3.2.2 Determination of the remuneration of Key Management

(a) The remuneration of Key Management is determined by the Board of Directors or by the director delegated for this purpose, in compliance with the guidelines and principles laid down in this Policy, without prejudice to the possibility for the Board of Directors or the delegated director to depart exceptionally from these criteria when this is a necessary condition for attracting new talent or when specific needs arise relating to the retention of particular figures. In this case, the prior favourable opinion of the Remuneration Committee is required;

  • (b) The determination of remuneration and incentives in the context of the parameters set out in paragraph 3.1 will be carried out by the Board of Directors or by the delegated director, taking into account the corporate role of Key Persons concerned, the average market remuneration, the specific incentive needs and the trends of the Company and the Group;
  • (c) Any bonus for Key Management pursuant to principle 3.1.6 above will be decided from time to time by the Board of Directors, having heard the opinion of the Remuneration Committee;
  • (d) The Board of Directors and the delegated director will deal with the management of the incentive programs and plans that are addressed to Key Management;
  • (e) The Board of Directors and/or the delegated director may avail themselves of independent experts in matters of remuneration policies for analyses to support the determination of the remuneration of Key Management.

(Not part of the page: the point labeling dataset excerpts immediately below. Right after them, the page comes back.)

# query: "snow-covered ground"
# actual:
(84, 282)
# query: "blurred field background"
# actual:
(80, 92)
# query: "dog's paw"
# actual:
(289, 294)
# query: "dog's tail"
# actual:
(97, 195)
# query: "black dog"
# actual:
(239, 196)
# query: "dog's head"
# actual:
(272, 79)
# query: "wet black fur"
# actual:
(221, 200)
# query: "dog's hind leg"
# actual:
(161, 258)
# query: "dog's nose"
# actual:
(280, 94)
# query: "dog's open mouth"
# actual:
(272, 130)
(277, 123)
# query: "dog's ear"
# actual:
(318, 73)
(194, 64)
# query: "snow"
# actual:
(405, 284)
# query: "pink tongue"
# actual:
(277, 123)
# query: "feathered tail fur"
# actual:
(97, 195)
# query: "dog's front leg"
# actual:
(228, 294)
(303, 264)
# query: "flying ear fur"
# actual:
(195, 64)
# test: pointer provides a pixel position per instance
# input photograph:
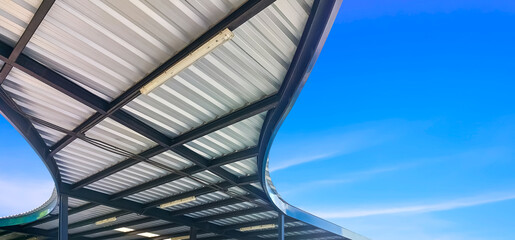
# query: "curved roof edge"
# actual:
(317, 29)
(32, 215)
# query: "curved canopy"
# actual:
(155, 118)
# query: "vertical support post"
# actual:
(63, 217)
(193, 233)
(280, 226)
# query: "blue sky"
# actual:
(406, 125)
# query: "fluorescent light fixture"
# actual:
(107, 220)
(147, 234)
(124, 229)
(259, 227)
(178, 238)
(222, 37)
(177, 202)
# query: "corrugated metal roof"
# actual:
(14, 18)
(107, 46)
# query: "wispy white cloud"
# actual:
(421, 208)
(317, 146)
(23, 194)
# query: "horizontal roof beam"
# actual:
(127, 205)
(112, 227)
(235, 19)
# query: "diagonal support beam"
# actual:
(234, 20)
(127, 205)
(11, 54)
(176, 143)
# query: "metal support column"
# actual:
(193, 233)
(280, 226)
(63, 217)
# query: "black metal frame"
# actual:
(277, 106)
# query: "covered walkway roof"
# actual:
(155, 118)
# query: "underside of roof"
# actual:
(192, 154)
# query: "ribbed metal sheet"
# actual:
(202, 199)
(41, 101)
(242, 168)
(14, 18)
(239, 136)
(175, 187)
(246, 218)
(110, 45)
(224, 209)
(173, 160)
(87, 214)
(129, 177)
(120, 219)
(249, 67)
(116, 134)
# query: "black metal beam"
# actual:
(193, 233)
(112, 227)
(176, 143)
(237, 213)
(63, 217)
(280, 226)
(29, 132)
(127, 205)
(55, 217)
(206, 206)
(31, 28)
(30, 231)
(234, 157)
(135, 232)
(235, 19)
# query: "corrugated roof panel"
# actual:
(120, 219)
(49, 135)
(80, 216)
(80, 159)
(242, 168)
(173, 160)
(14, 18)
(165, 190)
(170, 231)
(247, 68)
(129, 177)
(118, 135)
(110, 45)
(239, 136)
(246, 218)
(44, 102)
(224, 209)
(200, 200)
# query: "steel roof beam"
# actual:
(237, 213)
(135, 232)
(235, 19)
(176, 145)
(55, 217)
(11, 54)
(127, 205)
(233, 157)
(25, 127)
(112, 227)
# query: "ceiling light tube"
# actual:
(124, 229)
(178, 238)
(107, 220)
(220, 38)
(148, 234)
(259, 227)
(177, 202)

3.2.3 Supervisory role of the Remuneration Committee

The Remuneration Committee also periodically assesses the adequacy, overall consistency and practical application of the Policy through the information provided by the managing directors, and reports to shareholders on the procedures for the exercise of its functions through the chairman or a member of the Committee designated for the purpose at the Annual General Meeting for the approval of the financial statements.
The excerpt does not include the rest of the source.